SBLABS celebrated Valentine's Day with a series of creative material textures, featuring Midsummer Night's Dream's very own Puck. From burning wood, to vacuum packed spaghetti and fruit pastels – Puck presents just how far CGI can go.

February 23, 2018 - SBLABS Saddington Baynes recently set their studio R&D team on a texture-based challenge, running controlled tests on the single model of a cupid – an asset affectionately dubbed “Puck”.

Named after the infamous fairy from A Midsummer Night’s Dream, Puck was first introduced to the Saddington Baynes portfolio in celebration of London Pride last year. This cupid statue has since been used to model a range of textures, giving him a personality that grows and develops over time.

Originally, Puck began his life as the mascot for Saddington Baynes’ Love Is Love celebration – a short motion video that shows Puck drenched in flowing ribbons of rainbow liquid. Other tests saw Puck presented in brushed bronze or emerging from a half-chiseled block of granite.

Saddington Baynes didn’t stop there. The team turned Puck into an organic mesh of brain tissue; a mouth-watering fruit pastel; and even a tangle of spaghetti bound by a vacuum-packed casing – to name just a few simulations.

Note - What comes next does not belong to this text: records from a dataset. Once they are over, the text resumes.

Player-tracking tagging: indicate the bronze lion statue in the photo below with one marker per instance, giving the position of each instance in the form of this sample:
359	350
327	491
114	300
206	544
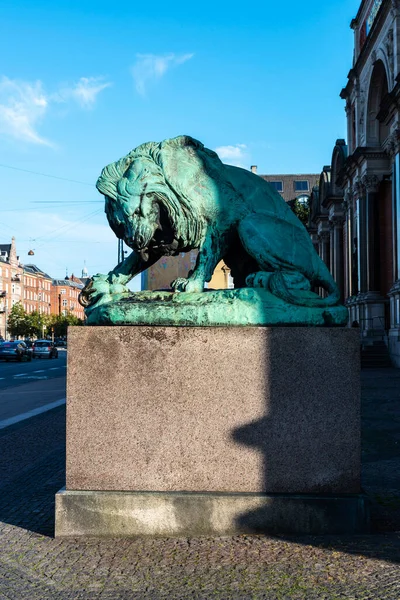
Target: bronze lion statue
175	196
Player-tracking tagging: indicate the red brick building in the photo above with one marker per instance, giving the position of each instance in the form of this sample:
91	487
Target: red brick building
64	297
36	290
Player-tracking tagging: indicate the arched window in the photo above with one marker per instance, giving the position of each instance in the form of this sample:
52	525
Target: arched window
377	130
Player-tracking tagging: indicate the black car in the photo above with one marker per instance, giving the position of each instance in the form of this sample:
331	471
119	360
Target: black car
44	349
15	351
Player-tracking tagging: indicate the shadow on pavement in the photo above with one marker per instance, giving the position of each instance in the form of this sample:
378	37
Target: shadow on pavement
380	449
32	470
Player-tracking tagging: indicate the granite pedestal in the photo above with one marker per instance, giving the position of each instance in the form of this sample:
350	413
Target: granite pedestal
202	431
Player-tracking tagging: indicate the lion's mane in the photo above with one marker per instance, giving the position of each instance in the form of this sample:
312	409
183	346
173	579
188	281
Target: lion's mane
182	212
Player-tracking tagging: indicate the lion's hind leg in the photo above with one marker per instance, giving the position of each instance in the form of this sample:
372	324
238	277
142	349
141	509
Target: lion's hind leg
266	239
293	280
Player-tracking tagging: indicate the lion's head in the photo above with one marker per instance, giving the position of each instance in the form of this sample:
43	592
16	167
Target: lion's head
148	196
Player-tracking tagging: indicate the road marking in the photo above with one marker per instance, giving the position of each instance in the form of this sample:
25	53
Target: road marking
32	413
35	377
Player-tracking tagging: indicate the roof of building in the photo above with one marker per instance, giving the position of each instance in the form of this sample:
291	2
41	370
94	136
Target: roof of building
289	191
34	270
5	248
67	283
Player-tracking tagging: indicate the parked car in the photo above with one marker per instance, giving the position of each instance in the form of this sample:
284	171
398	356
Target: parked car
15	351
44	349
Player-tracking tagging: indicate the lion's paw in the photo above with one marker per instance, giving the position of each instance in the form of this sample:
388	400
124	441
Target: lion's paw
258	280
186	285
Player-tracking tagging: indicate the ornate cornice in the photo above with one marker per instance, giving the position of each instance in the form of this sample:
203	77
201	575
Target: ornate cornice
358	189
392	144
370	182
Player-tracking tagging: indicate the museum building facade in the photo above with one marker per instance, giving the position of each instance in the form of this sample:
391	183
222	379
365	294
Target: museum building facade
355	210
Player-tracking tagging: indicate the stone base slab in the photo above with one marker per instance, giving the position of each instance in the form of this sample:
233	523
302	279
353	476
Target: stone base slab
192	515
216	410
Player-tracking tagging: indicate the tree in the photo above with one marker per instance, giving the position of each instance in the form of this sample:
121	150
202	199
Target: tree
37	323
58	324
301	209
17	322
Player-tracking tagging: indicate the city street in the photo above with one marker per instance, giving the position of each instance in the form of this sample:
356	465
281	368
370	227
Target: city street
27	386
35	566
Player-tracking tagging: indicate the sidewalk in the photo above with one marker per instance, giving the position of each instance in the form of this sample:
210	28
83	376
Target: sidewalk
33	565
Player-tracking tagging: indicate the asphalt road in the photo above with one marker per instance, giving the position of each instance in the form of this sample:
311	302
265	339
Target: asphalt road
29	385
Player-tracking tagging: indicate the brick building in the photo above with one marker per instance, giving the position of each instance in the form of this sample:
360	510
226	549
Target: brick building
64	297
11	282
355	211
36	290
292	187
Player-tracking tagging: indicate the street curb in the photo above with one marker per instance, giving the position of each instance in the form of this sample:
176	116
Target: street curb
32	413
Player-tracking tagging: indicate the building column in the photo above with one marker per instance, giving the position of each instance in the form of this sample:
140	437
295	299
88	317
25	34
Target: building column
371	183
324	253
373	304
337	251
359	191
324	242
394	294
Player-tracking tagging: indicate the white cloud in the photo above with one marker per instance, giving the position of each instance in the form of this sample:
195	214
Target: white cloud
151	67
22	108
236	155
84	92
24	105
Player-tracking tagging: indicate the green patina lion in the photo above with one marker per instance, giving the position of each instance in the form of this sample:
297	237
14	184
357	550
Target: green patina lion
175	196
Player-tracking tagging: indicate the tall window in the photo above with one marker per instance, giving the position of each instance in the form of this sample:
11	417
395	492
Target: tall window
277	185
301	185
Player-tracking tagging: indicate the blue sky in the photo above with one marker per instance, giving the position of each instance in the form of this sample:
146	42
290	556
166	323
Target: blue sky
84	82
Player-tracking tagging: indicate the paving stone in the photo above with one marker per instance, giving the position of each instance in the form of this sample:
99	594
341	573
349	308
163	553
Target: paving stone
35	566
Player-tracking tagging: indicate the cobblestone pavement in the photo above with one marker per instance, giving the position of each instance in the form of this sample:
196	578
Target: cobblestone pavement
34	565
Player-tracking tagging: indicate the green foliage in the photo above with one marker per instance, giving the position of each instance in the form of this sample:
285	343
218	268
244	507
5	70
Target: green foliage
58	324
37	324
22	324
301	210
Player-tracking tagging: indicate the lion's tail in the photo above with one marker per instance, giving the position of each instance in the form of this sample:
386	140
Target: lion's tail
278	286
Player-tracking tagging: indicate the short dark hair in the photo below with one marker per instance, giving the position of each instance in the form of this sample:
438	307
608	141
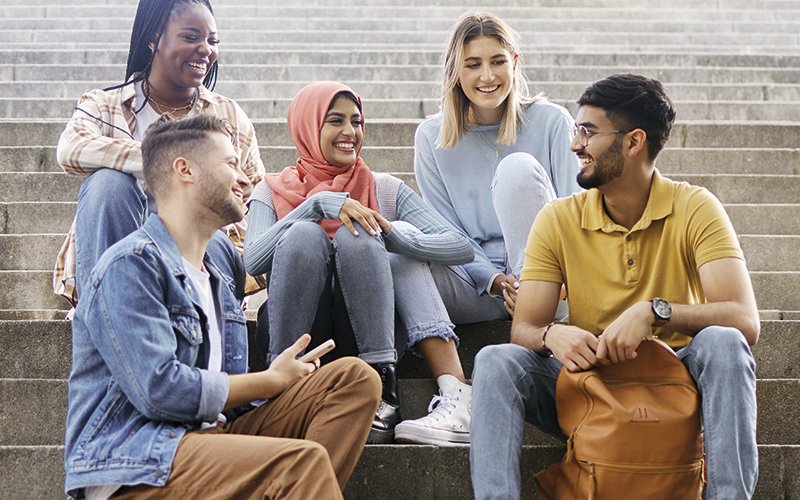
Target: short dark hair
634	101
169	138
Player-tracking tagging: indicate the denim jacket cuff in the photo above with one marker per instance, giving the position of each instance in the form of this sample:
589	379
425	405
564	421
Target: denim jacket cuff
215	386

“Every creative agency needs to have a selection of treatments such as these to hand, says Project Lead and Senior Digital Artist Mark Jackson. “A portfolio that shows your skillset at a glance is hugely beneficial when landing new work.

“However, the experimentation and creativity involved in its creation also present massive advantages in other ways. It can save you time, present an opportunity to expand your artistic arsenal, and most of all, it’s fun!”

Whether 3D Scanning, or creating assets from scratch, these figures can be produced via modeling, character rigging, and visual effects workflows in Houdini. Then, the assets are in multiples via Saddington Baynes’ custom Render Crowds solution – to achieve truly photoreal CG imagery.